Philippe De Gobert est né à Etterbeek (Belgique) en 1946.

Philippe De Gobert vit et travaille le plus souvent à Bruxelles. Après un parcours scolaire pour le moins chaotique, il entame une carrière de sculpteur qu’il abandonne rapidement pour travailler comme assistant dans des studios de photographie publicitaire. Puis, en indépendant, il se spécialise dans la photographie d’oeuvres d’art et les reportages d’expositions pour les musées et les galeries. Il développe parallèlement un travail personnel en construisant des maquettes qu’il photographie et dont il expose les tirages en galerie. Ces oeuvres ont pour sujet principal l’histoire de l’art et des architectures emblématiques du siècle dernier, abordant ces sujets avec une grande liberté et un souci particulier au traitement de la lumière, tout en attachant plus d’importance à l’aspect poétique de ces images qu’à leur véracité historique.

DAVID LO BUGLIO

David Lo Buglio est né à Etterbeek (Belgique) en 1981.

David Lo Buglio est architecte et docteur en art de bâtir et urbanisme. Depuis 2007, il est impliqué en qualité d’enseignant et chercheur au sein de la Faculté d’architecture de l’Université Libre de Bruxelles. Il y donne le cours de « Théorie de la représentation » et coordonne le module d’option « Documentation graphique du fait bâti » dans les années de Master. Outre son engagement dans la pédagogie, il encadre de nombreux projets de recherche au sein du laboratoire AlICe (ULB) et est membre depuis 2010 de l’UMR MAP (CNRS, France).

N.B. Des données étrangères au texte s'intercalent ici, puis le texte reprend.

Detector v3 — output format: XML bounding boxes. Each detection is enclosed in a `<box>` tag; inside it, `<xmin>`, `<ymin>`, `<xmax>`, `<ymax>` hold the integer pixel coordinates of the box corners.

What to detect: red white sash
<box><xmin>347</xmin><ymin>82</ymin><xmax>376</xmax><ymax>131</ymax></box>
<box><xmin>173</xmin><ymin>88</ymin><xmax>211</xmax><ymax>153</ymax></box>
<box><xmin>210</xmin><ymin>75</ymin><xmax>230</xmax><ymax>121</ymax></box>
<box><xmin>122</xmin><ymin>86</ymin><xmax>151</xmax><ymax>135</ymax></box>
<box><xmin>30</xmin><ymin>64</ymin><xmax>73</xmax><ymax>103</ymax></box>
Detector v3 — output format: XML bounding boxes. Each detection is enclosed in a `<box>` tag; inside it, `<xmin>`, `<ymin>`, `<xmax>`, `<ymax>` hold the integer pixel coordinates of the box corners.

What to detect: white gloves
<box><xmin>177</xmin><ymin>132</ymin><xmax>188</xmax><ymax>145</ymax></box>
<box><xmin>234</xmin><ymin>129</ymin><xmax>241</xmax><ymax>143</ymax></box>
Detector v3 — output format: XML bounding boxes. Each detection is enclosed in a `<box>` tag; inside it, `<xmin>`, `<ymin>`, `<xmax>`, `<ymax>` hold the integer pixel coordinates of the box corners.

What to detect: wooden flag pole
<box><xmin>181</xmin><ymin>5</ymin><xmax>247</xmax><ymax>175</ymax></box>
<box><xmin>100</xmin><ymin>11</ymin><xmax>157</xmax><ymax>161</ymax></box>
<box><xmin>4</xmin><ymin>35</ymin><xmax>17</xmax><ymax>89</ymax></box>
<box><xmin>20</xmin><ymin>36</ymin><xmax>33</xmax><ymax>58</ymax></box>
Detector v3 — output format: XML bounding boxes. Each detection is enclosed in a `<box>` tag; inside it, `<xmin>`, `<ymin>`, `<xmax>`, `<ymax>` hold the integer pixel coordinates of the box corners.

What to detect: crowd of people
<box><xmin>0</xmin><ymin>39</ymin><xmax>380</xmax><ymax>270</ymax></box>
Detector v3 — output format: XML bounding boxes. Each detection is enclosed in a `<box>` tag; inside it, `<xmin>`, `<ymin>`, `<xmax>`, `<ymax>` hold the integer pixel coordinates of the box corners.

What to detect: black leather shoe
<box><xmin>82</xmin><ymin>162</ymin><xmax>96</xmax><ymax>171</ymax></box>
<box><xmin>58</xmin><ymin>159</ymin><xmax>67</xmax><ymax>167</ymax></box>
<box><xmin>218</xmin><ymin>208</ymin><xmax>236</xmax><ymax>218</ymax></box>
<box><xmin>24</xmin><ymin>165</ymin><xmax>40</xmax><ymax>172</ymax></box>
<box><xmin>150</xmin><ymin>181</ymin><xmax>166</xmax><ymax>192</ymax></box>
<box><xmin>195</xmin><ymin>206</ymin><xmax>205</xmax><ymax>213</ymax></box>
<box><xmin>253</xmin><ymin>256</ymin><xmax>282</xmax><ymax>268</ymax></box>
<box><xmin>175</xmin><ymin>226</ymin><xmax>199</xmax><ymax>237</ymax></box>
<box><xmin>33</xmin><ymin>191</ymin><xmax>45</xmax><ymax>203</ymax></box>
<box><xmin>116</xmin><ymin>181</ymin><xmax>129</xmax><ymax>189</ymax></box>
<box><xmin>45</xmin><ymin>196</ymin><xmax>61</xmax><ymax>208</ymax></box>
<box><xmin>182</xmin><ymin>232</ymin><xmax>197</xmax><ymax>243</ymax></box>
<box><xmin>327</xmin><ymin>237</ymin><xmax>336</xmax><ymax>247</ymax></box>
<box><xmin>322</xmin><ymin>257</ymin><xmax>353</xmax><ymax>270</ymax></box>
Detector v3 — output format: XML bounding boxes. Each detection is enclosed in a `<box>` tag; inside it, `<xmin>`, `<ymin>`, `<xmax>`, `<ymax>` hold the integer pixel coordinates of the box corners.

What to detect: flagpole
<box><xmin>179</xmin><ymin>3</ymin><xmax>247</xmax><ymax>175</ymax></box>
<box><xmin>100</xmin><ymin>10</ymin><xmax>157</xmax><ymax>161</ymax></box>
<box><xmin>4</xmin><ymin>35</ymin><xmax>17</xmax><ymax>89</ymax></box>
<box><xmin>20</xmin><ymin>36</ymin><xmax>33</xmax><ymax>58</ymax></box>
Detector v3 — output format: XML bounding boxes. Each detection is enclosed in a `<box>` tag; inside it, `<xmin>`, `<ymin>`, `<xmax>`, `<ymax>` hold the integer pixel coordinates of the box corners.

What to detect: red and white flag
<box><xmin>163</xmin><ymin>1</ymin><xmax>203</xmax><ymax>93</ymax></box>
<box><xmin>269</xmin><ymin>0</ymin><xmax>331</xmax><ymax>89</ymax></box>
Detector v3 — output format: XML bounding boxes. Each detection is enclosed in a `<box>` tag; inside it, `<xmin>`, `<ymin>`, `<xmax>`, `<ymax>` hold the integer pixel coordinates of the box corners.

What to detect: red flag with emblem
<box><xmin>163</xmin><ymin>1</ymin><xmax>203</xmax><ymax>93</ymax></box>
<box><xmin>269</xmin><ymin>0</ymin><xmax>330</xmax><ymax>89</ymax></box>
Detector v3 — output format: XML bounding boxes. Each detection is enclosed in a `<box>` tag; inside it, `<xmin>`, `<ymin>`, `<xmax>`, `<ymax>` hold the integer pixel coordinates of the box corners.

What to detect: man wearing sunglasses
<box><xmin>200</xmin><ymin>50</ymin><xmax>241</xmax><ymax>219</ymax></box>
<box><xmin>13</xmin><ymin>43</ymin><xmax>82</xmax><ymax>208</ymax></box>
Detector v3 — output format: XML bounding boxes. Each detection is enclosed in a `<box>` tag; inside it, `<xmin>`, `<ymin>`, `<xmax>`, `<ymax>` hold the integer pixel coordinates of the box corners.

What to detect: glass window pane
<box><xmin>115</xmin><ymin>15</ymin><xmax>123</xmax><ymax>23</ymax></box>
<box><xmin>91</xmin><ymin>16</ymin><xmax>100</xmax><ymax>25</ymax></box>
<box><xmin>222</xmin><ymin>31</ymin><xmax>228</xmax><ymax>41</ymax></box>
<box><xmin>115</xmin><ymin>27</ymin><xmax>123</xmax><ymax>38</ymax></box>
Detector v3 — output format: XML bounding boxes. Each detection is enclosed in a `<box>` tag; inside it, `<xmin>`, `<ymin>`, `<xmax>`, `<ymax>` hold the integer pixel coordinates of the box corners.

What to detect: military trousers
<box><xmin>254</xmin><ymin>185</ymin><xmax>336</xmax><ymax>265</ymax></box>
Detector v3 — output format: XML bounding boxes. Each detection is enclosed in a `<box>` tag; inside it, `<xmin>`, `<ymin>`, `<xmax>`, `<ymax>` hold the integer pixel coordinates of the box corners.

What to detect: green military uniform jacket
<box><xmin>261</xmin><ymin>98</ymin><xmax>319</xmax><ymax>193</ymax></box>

Ses travaux personnels portent sur les systèmes de représentation en architecture. Plus spécifiquement, il investigue depuis plusieurs années les champs relatifs au relevé, à la documentation du patrimoine bâti et à la caractérisation de formes architecturales. Récemment, sa recherche s’est étendue à l’examen de la représentation en tant qu’objet culturel et critique de l’architecture. Ses travaux ont été salués à la fois par un prix international en 2013 (lors du congrès Digital Heritage) ainsi que par la nomination de sa recherche doctorale au prix de la thèse de l’Académie d’Architecture française en 2017.

En marge de son implication dans le milieu académique, il développe depuis 2015 une pratique architecturale au sein du jeune bureau « DéDal ».